Goba did not hide his contempt in his speech. “Let’s hope the Premier (Noxolo Kiviet) meant it when she said she would triple the size of this venue as I’ve told the people of KwaZulu-Natal that if you (Eastern Cape) couldn’t step up to the plate the Satmas could always return home (KZN),” a stern-faced Goba told the crowd, referring to Kiviet’s bid to host the Satmas for the next consecutive five years.
He won few friends at the start of his speech when he took the audience to task for not showing respect by quietening down as he prepared to talk. “I do not know how you do things in the Eastern Cape but in my culture we show respect,” he said, evoking cries of protest and shouts of “go home then!” from audience members.
Ignoring the shouts Goba said Satmas were a KwaZulu-Natal brainchild, to which audience members cried out: “The Satmas are not yours, you need us all”.
As if the atmosphere in the room was not tense enough already Goba also announced the two most contentious awards of the evening – the best song of the year as well as the best traditional DJ. But before doing so, he called for more police officers to be present during the announcements. “We need more security guards, can we get more I have a feeling we will need them,” he said.
Tensions were high as some members of the crowd started screaming out for the name of Eastern Cape favourite, uMhlobo Wenene traditional music DJ Saba Mbixane. “You better give the award to Saba or else you’ll never leave this hall alive!” someone from the crowd shouted out.
Fortunately the audience was granted its wish and Goba got to live another day as the flamboyant Mbixane beat his biggest rivals in the competition, Ukhozi FM’s Khathide Ngobe and Ngizwe Mchunu.
Though most A-listers who attended the event preferred to remain tight-lipped about the founder’s speech, Social Development MEC Pemmy Majodina, in reference to Goba’s words, said tolerance was something that all South Africans would have to learn.
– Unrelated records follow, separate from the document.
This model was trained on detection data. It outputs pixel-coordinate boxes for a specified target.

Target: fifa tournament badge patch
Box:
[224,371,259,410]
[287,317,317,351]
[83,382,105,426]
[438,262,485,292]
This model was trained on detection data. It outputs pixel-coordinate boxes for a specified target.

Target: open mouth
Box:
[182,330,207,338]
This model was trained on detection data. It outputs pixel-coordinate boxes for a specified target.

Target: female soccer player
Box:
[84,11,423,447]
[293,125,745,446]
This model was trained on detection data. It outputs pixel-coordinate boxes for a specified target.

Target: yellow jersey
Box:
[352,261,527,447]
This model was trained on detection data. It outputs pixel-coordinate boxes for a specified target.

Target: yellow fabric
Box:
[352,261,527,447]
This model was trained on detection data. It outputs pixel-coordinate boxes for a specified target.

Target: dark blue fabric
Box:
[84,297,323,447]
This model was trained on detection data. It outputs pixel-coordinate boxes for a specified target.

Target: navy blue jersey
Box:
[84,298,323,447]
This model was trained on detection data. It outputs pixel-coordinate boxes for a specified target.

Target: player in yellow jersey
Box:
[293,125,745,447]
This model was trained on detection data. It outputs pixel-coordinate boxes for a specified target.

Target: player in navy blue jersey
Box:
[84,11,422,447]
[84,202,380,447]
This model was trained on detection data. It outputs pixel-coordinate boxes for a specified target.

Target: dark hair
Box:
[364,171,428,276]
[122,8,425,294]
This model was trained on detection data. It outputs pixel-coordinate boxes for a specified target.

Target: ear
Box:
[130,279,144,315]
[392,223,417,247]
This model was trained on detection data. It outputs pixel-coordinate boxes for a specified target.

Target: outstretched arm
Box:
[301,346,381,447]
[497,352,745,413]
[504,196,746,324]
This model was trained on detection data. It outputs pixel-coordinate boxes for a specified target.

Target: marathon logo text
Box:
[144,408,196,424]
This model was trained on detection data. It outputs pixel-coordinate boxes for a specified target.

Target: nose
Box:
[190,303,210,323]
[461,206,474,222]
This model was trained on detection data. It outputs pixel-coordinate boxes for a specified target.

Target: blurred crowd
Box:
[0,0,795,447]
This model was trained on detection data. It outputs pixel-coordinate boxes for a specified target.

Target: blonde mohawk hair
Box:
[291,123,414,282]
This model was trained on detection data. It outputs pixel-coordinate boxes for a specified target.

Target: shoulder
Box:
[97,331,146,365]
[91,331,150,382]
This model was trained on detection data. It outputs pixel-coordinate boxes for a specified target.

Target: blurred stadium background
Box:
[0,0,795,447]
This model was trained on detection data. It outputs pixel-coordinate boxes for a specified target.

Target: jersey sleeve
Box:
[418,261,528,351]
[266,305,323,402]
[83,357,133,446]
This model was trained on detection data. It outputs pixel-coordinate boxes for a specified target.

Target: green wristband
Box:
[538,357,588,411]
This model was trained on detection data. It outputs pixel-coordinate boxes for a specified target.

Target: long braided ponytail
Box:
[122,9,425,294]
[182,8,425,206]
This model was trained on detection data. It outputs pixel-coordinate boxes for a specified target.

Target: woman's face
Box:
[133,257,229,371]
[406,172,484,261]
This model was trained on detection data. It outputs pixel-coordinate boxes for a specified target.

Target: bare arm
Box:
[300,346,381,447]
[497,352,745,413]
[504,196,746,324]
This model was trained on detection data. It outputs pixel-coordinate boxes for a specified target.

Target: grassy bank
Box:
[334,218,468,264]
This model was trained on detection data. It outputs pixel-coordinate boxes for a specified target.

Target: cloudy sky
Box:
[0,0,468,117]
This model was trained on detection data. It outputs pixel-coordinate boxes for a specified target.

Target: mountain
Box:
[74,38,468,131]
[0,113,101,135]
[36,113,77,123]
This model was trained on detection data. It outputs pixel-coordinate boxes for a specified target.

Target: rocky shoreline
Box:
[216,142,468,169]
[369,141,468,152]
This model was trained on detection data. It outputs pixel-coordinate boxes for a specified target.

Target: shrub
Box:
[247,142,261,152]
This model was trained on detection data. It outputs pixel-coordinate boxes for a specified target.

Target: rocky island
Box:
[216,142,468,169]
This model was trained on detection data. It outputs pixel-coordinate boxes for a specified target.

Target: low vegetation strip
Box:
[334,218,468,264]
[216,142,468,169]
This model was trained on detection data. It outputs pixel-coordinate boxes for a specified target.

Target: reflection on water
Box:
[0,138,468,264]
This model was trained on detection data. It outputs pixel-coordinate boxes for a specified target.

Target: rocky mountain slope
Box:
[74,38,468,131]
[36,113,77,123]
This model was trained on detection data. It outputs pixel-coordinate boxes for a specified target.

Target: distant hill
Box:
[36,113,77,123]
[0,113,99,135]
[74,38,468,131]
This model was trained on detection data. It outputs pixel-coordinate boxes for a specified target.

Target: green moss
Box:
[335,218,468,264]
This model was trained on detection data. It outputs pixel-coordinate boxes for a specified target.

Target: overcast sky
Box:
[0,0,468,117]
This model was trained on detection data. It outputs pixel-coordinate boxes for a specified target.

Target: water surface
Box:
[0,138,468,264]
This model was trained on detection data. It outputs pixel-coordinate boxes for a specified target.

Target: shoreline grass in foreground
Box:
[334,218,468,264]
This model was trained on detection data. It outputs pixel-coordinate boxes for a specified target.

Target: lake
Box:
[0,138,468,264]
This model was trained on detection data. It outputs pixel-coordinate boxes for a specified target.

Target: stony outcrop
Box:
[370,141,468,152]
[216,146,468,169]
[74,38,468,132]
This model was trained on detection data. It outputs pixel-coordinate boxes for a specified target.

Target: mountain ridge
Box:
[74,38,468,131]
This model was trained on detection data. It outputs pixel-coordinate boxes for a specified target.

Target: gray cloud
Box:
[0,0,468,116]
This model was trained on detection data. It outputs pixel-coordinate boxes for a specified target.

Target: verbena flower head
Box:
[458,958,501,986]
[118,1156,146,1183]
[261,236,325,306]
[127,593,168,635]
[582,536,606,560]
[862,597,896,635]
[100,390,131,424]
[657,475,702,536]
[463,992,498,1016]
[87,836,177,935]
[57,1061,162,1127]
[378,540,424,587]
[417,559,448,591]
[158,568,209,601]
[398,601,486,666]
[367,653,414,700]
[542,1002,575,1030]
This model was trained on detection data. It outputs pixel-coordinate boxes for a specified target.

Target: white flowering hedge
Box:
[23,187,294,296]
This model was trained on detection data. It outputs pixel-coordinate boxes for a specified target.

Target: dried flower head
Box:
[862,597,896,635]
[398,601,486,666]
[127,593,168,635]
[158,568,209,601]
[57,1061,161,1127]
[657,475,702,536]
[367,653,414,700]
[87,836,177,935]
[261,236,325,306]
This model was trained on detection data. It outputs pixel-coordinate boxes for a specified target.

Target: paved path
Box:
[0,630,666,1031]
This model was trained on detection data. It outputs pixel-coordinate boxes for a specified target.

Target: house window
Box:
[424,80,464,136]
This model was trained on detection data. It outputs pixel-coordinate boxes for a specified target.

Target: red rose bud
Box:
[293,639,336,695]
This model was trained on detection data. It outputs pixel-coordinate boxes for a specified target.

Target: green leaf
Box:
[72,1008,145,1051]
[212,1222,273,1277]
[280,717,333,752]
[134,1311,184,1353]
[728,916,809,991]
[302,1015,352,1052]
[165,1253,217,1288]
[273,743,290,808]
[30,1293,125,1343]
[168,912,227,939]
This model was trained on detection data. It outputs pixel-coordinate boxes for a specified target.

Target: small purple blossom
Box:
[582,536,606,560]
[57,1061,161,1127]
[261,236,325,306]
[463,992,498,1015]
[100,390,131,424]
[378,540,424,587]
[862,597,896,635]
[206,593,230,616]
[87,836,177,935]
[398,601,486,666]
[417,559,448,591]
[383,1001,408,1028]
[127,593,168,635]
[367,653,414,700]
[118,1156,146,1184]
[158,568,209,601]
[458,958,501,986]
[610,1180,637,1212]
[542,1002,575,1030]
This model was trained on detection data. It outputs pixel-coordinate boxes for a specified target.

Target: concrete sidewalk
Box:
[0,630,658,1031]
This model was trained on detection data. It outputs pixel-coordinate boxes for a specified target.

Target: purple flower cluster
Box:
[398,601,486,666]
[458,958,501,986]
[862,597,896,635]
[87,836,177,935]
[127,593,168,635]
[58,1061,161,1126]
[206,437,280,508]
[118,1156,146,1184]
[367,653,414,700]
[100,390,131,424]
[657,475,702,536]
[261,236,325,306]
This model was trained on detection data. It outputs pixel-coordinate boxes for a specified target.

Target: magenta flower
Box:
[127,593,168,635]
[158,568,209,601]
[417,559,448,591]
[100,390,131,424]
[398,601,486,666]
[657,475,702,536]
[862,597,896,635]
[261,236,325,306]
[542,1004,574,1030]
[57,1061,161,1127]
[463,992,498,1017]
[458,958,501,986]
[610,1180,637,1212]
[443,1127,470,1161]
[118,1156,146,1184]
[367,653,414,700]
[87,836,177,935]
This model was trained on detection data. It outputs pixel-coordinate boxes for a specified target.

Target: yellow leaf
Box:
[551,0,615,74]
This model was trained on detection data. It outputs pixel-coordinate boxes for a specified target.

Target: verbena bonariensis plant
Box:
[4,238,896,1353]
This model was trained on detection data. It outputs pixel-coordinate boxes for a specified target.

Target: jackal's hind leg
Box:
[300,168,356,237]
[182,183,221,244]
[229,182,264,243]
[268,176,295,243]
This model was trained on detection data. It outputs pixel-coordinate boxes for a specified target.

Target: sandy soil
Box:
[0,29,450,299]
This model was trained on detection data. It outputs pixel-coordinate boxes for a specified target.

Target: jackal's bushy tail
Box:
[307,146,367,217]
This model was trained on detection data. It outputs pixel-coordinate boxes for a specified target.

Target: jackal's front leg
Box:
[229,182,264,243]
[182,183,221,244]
“There is freedom of speech in our country. Maybe by the event being hosted in the Eastern Cape, the founder thought it was losing its essence because it was started in KZN,” said Majodina.
“However, we cannot be separated by tribal lines. We need to unite because [decades ago] there have even been wars because of tribalism.
“Cultures are diverse, and are not only limited to KZN,” said the MEC, who speaks five Nguni languages.